The Some Institutes for Advanced Study (SIAS) consortium organizes ten  "institutes for advanced study" founded on the same principles as the Institute for Advanced Study in Princeton. The members are:
 Institute for Advanced Study in Princeton, New Jersey
 Center for Advanced Study in the Behavioral Sciences in Stanford, California
 National Humanities Center in North Carolina
 Radcliffe Institute for Advanced Study in Cambridge, Massachusetts
 Netherlands Institute for Advanced Study in Amsterdam, the Netherlands
 Swedish Collegium for Advanced Study in Uppsala, Sweden
 Berlin Institute for Advanced Study in Berlin, Germany
 Israel Institute for Advanced Studies in Jerusalem, Israel
 Nantes Institute for Advanced Study Foundation in Nantes, France
 Stellenbosch Institute for Advanced Study in Stellenbosch, South Africa

Overview 
SIAS members were founded explicitly to follow the Princeton model (with certain variations—not all maintain a permanent faculty, for instance), and place an emphasis on granting one-year fellowships. According to Bjorn Wittrock (2003), the Princeton institute model was "like a traditional university . . . devoted to the promotion of learning, but its scale was smaller and it did not offer formal instruction. Nor did it have large laboratories.
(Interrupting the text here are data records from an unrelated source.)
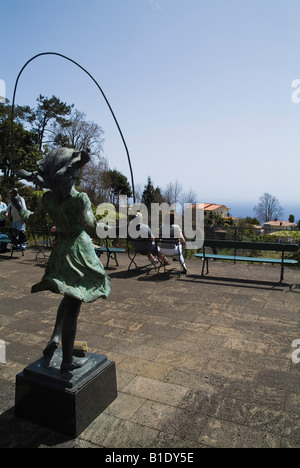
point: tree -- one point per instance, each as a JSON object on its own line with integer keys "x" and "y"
{"x": 95, "y": 180}
{"x": 47, "y": 111}
{"x": 119, "y": 185}
{"x": 268, "y": 208}
{"x": 173, "y": 193}
{"x": 25, "y": 153}
{"x": 151, "y": 195}
{"x": 77, "y": 133}
{"x": 291, "y": 218}
{"x": 148, "y": 193}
It was to be a place for the most highly specialised research, yet provide an atmosphere
open to intellectual exchange across all disciplinary boundaries".

The SIAS consortium has stated several conditions any candidate institution should fulfill in order to be accepted as a new member:
 "It should be a true place for advanced study in terms of a commitment to the highest standards of scholarship",
 "It must offer a genuine and competitive fellowship programme - and, one may add, a programme where each individual candidate is subjected to a thorough assessment, not just accepted as part of a thematic group of scholars or selected by the convener of such a group",
 "Its funding should be stable enough to ensure that it will continue to operate into the foreseeable future", and
 "The institution should be part of the academic system but be independent and not be narrowly directed by any single university, or by any commercial enterprise or government department".